Luxembourg cardinal Jean-Claude Hollerich has urged the local Church “to become a laboratory of the future” that answers society’s questions “with the eternally young message of the Gospel”.
Driving the news
Hollerich, who was made cardinal by Pope Francis just last October 5, wrote an Advent letter to parishioners on the occasion next year of the 150th anniversary of the creation of the Diocese of Luxembourg.
In that message, the archbishop looked forward to the celebrations in 2020 under the theme “Church Together”.
It is a jubilee, Hollerich said, that has been made possible only by “the witness of individual faith as well as by the life of communities and institutions”.
In these 150 years of the Church in Luxembourg, Hollerich recalled, “many impulses have been launched by ecclesial or Church organizations, by pastoral zeal or simply our way of being Christian”.
“It goes without saying that this evolution has known ups and downs, heroic feats and failures, harmonious periods and times of confrontation between Church and society”, the cardinal admitted.
But Hollerich warned that the “significant impact on the spiritual, intellectual and cultural life of the country” that the Luxembourg Church has enjoyed up until now “we will no longer see in the future”.
“Throughout the past, we have formed a community of destiny with people from the same sociological group in the same country. The sociological milieu was favorable to this Church. Today it is no longer the same”, the cardinal cautioned.
“And moreover, in the first 100 years of existence of our diocese, the number of residents was equivalent to the number of faithful; this is no longer true today”.
Why it matters
In the world today, “Christians have become a minority”, Hollerich continued in his letter.
“In addition, we live in a world that is changing rapidly and radically, even dramatically, thanks to pluralism, individualism and the digitalization of society”.

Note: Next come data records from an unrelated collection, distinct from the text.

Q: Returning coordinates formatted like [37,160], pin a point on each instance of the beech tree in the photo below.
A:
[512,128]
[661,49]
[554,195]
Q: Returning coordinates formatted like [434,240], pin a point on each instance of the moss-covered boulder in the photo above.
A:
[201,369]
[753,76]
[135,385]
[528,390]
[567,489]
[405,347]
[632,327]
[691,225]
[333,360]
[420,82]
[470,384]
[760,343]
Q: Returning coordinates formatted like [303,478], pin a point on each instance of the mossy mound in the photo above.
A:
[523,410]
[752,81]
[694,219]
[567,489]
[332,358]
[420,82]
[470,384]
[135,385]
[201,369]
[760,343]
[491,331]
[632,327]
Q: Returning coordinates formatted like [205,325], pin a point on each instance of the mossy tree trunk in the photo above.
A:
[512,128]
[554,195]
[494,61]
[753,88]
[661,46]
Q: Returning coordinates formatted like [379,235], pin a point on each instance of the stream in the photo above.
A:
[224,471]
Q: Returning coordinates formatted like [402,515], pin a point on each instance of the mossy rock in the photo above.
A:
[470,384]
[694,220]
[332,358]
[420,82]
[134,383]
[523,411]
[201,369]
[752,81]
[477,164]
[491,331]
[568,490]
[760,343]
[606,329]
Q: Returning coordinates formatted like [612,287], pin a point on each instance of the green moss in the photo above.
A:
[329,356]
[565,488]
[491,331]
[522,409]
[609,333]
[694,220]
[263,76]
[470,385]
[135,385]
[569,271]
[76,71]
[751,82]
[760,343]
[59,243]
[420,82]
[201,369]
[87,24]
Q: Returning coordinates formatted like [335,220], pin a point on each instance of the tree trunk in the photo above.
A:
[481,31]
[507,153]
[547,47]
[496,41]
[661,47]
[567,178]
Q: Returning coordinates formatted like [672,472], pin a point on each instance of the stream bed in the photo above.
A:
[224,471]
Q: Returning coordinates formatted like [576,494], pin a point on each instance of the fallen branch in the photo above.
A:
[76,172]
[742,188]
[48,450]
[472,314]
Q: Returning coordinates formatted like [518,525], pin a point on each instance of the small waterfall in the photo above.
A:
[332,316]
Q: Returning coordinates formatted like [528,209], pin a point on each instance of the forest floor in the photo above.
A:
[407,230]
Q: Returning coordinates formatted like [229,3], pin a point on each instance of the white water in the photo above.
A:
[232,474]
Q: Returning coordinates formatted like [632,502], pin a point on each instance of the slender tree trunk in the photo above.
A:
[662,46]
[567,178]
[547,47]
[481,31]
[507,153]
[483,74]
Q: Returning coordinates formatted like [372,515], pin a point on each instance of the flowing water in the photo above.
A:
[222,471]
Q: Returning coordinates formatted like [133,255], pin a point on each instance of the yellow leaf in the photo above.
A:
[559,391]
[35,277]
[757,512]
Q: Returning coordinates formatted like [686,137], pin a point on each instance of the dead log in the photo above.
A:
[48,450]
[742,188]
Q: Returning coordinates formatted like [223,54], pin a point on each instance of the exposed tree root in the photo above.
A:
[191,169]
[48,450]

But, the cardinal said, those realities “should not destabilize us and prevent us from confessing our faith with a happy heart”.
“Often so-called minorities have brought new energy to society”, he reflected.
Inviting his “little flock” to be the “salt of the earth” and the “light of the world”, Hollerich urged the faithful to “enter our diocesan jubilee year with confidence and gratitude”.
Expressing his thanks to the organisers of the anniversary celebrations, the cardinal also extended a special invitation to get involved in helping society’s marginalised people.
That was particularly through two projects close to the cardinal’s heart: the welcome to Luxembourg of two refugee families from the island of Lesbos and the construction of a new foyer for the disabled at the Tricente-Heisdorf.
Reflecting once again on the 150th jubilee theme, “Church Together”, Hollerich said Catholics “must widen our gaze towards a Church which does not exist for itself, but which is called to sow the seeds of faith in the fields of the future, sharing the joys, the hopes, the sorrows and the fears of the men and women of our time”.
“Shouldn’t the church community become a laboratory of the future starting from the questions of men and women, confronting them with the eternally young message of the Gospel?”, the cardinal asked.
“This authoritative message can provide important pointers for today and tomorrow”.
“Indeed, we must always ask ourselves the following questions: ‘What is the centre of our faith and of our way of doing Church together? What do we keep and what do we mourn?'”, the cardinal continued.
Hollerich concluded his letter echoing the invitation of Pope Francis “to let ourselves be guided by the Holy Spirit, to develop a ‘Sensus fidei’ and to initiate new paths” in the Church.